During the past two summers Ed Burrell from the WWT has undertaken painstaking research and has attached transmitters to many of the breeding females and has tried to identify the main problems encountered by the birds in successfully fledging their young.

One of the key problems highlighted by the work is the lack of safe breeding locations next to the lochs. In a similar manner to Black Throated Divers, the Common Scoters that live 90% of their lives at sea are not well adapted to life on land and nest close to the loch shores.

The work with which we have been involved has identified a couple of possible practical solutions to help the Scoters. The main one being the construction of floating (anchored) islands – similar but larger than the ones used to aid the Black Throated Divers.

The group’s plans involve building at least one such island, and we have been investigating the possibility of using marine fish farm cage supports as frames for the structures. We have just installed the first of these floating islands and we hope these will be a real help to the Common Scoters when they nest.

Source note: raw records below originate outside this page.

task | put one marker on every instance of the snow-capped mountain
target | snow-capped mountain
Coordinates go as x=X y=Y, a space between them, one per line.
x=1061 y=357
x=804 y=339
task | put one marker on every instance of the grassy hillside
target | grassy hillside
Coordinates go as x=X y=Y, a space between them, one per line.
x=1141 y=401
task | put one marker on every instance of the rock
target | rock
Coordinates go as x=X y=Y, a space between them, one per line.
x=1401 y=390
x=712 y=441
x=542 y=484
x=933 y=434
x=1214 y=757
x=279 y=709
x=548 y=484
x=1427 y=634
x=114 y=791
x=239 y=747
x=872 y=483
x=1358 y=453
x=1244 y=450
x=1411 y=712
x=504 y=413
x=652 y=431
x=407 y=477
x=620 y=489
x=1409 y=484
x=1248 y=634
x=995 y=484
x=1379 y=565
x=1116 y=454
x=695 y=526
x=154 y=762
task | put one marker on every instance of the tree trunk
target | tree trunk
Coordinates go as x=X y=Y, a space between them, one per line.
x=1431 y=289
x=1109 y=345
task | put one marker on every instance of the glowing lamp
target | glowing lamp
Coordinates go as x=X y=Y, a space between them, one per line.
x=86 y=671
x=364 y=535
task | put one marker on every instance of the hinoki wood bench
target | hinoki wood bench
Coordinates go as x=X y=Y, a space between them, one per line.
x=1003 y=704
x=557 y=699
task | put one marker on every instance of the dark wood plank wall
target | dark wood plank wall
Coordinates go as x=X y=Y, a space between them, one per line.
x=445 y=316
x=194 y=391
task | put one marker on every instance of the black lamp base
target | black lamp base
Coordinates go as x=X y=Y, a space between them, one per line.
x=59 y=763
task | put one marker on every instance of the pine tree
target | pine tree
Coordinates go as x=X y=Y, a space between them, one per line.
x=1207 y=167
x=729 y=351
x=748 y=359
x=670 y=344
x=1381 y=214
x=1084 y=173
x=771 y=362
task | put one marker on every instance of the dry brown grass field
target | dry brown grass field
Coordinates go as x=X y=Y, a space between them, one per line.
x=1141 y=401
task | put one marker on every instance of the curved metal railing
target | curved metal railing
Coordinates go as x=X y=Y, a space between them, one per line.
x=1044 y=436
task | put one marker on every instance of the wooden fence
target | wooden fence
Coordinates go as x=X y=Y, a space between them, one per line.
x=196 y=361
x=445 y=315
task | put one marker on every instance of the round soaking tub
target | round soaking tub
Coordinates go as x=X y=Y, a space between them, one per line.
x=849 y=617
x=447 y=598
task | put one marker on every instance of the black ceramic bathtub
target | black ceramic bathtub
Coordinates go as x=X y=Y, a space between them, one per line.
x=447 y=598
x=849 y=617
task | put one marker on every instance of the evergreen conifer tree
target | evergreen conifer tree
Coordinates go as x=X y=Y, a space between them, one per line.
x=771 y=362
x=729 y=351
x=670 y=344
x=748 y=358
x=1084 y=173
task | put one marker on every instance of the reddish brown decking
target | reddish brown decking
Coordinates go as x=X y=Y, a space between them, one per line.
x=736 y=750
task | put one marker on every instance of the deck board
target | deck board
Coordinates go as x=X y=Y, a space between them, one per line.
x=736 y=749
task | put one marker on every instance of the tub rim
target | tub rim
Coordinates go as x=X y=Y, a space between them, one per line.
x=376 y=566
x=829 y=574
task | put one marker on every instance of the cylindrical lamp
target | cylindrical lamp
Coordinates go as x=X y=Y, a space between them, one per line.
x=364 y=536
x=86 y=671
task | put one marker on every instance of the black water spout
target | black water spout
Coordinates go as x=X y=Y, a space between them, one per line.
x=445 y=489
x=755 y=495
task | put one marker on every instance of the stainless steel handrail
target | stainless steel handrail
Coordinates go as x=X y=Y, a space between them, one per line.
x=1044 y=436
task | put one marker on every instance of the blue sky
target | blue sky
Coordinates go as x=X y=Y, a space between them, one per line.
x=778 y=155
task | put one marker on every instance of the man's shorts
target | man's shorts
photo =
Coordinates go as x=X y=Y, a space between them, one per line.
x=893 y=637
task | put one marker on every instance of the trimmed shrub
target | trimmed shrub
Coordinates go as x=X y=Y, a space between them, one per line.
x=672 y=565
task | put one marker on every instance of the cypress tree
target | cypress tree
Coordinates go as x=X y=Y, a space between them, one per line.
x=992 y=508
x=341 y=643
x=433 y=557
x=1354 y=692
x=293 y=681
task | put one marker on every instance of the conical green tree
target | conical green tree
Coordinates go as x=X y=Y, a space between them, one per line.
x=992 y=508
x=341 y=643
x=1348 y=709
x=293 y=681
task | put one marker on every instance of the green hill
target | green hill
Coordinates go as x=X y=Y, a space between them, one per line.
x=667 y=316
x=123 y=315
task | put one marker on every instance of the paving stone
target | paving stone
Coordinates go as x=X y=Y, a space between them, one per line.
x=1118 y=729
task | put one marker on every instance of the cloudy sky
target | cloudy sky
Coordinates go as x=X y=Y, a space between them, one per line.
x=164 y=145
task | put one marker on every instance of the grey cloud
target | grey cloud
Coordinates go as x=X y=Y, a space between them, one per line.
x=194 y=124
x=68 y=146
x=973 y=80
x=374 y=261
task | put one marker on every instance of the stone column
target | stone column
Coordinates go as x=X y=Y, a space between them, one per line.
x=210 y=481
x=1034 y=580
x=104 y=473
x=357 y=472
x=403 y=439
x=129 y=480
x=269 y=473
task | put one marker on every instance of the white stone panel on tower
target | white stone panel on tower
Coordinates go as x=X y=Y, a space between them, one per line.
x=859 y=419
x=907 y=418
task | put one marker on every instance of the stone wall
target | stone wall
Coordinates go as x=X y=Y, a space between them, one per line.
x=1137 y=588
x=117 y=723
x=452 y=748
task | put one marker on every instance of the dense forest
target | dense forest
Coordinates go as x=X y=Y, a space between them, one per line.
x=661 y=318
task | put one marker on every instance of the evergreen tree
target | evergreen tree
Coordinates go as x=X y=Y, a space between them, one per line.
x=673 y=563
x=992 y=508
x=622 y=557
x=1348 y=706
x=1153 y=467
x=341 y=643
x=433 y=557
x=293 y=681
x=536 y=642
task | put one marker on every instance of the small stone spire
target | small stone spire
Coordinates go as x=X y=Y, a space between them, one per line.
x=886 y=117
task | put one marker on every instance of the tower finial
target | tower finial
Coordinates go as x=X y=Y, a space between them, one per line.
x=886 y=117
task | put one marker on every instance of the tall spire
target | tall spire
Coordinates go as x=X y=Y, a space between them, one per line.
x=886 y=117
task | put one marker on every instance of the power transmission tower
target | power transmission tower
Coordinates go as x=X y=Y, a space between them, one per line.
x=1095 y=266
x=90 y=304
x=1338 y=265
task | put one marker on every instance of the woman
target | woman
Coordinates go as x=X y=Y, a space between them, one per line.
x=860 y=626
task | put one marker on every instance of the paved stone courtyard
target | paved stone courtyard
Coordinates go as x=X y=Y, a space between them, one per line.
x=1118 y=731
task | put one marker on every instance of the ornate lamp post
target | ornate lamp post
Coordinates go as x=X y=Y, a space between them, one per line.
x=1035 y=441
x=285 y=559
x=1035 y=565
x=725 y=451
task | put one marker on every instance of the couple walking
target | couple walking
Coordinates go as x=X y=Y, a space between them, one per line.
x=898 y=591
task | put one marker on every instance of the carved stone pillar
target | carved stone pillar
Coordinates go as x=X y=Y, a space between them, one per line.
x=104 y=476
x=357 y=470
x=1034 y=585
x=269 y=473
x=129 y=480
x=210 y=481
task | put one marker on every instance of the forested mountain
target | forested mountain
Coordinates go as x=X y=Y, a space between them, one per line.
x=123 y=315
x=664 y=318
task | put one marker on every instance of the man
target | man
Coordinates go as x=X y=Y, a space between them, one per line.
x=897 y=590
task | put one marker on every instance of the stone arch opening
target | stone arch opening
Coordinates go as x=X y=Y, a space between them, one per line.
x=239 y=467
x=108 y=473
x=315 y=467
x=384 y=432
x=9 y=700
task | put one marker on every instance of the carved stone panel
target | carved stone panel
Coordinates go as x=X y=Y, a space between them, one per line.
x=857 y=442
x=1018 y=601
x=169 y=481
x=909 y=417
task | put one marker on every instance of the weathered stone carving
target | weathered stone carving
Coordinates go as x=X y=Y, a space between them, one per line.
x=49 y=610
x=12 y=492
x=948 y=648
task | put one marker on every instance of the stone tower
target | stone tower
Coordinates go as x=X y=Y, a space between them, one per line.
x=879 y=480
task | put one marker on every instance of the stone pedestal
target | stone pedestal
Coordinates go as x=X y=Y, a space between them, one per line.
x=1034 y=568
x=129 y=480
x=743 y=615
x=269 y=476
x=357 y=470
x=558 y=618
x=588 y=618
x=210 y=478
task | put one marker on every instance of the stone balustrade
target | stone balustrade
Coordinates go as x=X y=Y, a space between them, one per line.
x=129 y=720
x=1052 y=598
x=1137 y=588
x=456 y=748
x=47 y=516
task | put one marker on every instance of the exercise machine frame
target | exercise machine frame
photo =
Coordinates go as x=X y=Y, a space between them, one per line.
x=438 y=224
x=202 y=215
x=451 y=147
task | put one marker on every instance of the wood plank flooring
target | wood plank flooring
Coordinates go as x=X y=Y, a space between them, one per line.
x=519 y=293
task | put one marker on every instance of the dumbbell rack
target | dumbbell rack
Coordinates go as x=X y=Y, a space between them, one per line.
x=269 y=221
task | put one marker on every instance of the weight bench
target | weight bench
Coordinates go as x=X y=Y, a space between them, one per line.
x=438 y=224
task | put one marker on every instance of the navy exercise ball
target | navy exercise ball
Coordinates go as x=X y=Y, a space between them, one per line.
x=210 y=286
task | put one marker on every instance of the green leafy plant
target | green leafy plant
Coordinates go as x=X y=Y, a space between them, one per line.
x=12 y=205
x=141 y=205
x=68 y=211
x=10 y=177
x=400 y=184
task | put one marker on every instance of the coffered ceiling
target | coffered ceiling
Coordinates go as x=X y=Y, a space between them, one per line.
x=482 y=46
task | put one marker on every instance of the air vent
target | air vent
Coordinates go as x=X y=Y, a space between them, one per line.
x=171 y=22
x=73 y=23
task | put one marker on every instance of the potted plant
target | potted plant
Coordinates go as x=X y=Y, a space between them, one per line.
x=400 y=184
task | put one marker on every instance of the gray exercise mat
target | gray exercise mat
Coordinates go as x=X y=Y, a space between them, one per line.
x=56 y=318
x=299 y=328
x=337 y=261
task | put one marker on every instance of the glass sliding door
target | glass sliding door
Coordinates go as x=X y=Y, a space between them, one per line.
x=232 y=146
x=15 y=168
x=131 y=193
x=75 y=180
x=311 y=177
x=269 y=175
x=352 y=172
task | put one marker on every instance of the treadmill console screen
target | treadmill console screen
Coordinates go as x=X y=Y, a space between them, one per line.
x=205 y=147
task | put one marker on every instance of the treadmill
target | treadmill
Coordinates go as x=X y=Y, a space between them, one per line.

I believe the work that has gone into this initiative shows conservation organisations and the large bird protection charities that SSE is serious about local environmental issues and is willing to get involved in seeking practical solutions. Our involvement with the local staff of RSPB, and SNH in particular, is paying dividends and it also means we have strong relationships in place.

In the past few years the birds that have been protected by our actions have included Peregrine Falcon, Hen Harrier, Merlin and Wood Sandpipers. With more hard work we are hopeful the Common Scoter will one day be common by name and nature.